Na época em que eles encontraram os Neandertais, Sapiens também vivia em pequenos bandos, mas diferentes bandos sapiens provavelmente cooperavam regularmente. Há muito mais evidências para o comércio de longa distância entre Sapiens, e enterros espetaculares como os túmulos de Sunghir de 32.000 anos refletem claramente o esforço combinado de mais de um bando.
A cooperação em larga escala não significa necessariamente que uma horda de 500 Sapiens se uniu para eliminar um grupo de 20 neandertais. Cooperação não é só violência. Sapiens poderiam se beneficiar mais facilmente das descobertas e invenções de outras pessoas. Se alguém de um bando vizinho descobrisse uma nova maneira de localizar colmeias, fazer uma túnica ou curar uma ferida, tal conhecimento poderia se espalhar muito mais rapidamente entre os sapiens do que entre os neandertais. Enquanto os neandertais individuais eram talvez tão curiosos, imaginativos e criativos quanto sapiens individuais,
a rede superior permitiu que Sapiens rapidamente superassem os neandertais.
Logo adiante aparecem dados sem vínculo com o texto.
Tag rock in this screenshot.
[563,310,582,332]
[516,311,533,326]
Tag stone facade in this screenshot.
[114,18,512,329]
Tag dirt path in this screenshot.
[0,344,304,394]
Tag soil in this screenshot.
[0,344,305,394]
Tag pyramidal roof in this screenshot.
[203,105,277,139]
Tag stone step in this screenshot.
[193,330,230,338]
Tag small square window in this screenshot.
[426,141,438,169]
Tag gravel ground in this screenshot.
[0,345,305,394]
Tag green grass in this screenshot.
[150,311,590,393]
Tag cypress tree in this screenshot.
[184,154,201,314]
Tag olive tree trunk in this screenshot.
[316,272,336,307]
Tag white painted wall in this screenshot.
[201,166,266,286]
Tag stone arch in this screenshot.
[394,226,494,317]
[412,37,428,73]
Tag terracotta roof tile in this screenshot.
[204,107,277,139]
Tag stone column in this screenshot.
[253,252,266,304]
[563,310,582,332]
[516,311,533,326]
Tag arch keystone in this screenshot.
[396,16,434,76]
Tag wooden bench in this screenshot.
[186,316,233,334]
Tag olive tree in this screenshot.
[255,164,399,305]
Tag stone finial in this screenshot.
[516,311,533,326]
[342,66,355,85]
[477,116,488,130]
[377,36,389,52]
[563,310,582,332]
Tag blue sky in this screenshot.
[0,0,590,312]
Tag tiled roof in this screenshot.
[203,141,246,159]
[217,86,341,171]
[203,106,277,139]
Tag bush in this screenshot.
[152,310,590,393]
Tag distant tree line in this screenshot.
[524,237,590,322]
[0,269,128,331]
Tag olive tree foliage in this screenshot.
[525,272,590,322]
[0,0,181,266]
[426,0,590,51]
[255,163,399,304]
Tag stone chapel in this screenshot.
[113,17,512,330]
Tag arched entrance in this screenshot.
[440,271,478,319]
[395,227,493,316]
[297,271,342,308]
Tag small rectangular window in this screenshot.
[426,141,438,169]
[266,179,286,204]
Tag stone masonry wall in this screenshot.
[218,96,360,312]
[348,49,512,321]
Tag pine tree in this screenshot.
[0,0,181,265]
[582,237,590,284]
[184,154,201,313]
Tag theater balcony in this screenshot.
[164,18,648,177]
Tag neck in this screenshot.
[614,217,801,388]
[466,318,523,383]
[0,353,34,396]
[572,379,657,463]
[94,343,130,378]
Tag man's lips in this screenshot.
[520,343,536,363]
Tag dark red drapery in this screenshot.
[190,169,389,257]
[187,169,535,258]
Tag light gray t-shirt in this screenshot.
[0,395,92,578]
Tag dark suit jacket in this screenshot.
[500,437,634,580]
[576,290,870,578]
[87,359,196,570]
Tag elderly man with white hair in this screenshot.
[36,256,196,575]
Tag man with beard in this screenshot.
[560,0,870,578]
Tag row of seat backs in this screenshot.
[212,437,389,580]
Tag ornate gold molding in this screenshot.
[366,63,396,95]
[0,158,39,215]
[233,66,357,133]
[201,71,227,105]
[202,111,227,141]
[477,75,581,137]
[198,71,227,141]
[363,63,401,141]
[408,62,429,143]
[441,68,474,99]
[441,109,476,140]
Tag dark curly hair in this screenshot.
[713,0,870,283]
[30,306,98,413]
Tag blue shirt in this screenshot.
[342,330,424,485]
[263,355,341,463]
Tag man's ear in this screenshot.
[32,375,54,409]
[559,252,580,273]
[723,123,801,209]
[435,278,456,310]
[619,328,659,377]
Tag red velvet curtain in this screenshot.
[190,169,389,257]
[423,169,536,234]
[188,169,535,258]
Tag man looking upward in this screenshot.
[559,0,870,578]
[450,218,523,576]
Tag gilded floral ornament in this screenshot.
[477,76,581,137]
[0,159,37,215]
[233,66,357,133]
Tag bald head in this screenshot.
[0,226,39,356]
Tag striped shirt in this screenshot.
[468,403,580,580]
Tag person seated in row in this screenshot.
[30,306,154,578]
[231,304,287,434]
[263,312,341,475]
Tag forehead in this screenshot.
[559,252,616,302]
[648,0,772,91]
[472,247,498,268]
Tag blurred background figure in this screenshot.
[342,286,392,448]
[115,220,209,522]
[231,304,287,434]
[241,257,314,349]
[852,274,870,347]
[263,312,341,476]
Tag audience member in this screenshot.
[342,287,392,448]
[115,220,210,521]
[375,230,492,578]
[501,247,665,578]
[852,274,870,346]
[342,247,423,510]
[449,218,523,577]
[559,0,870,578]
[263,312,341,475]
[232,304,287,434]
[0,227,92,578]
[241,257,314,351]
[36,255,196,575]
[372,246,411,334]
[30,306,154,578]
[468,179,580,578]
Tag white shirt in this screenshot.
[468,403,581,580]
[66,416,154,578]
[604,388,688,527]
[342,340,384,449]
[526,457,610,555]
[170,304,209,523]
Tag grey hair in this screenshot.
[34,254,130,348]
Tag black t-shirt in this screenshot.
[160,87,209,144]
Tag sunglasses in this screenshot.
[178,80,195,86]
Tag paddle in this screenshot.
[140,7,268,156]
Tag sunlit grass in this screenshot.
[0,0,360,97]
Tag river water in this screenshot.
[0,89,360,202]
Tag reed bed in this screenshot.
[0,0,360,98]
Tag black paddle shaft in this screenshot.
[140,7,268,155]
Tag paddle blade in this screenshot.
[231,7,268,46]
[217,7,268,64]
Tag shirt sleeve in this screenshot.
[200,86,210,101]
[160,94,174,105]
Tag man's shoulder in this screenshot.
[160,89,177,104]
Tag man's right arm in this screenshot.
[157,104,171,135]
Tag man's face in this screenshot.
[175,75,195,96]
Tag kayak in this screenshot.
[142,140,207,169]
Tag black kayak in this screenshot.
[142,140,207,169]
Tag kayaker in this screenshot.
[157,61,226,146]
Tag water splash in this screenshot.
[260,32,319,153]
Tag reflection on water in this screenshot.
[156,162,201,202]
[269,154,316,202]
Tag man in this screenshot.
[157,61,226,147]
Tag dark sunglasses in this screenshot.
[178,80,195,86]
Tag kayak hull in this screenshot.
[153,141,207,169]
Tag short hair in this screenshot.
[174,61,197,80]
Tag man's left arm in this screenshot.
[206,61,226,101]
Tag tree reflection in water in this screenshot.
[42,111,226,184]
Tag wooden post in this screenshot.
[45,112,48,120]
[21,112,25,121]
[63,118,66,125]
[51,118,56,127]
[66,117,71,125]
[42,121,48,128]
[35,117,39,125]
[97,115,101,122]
Isso, no entanto, é em grande parte especulação. Ainda não sabemos o suficiente sobre a psicologia, a sociedade e a política dos neandertais para ter certeza. Talvez o fato mais surpreendente no livro de Sykes seja que mesmo se contarmos cada fragmento ósseo e cada dente isolado, até agora encontramos os restos de menos de 300 neandertais. Conseguimos extrair uma imensa quantidade de conhecimento dessas poucas testemunhas.
Nos próximos anos, vamos encontrar mais. Durante um período de 350.000 anos, milhões e milhões de neandertais caminharam pela Terra. Ao ler estas linhas, talvez um arqueólogo esteja descobrindo outro osso neandertal em uma caverna na Alemanha, ou trabalhadores da construção russa se surpreenderam ao encontrar um corpo neandertal congelado dentro do permafrost siberiano derretido. À medida que as evidências se acumulam e nossa tecnologia melhora, os Neandertais continuarão nos surpreendendo. Estamos apenas começando a entender sua verdadeira história.
In “Kindred,” Rebecca Wragg Sykes offers a complete new story about Neanderthals, both how they lived and how they met their end.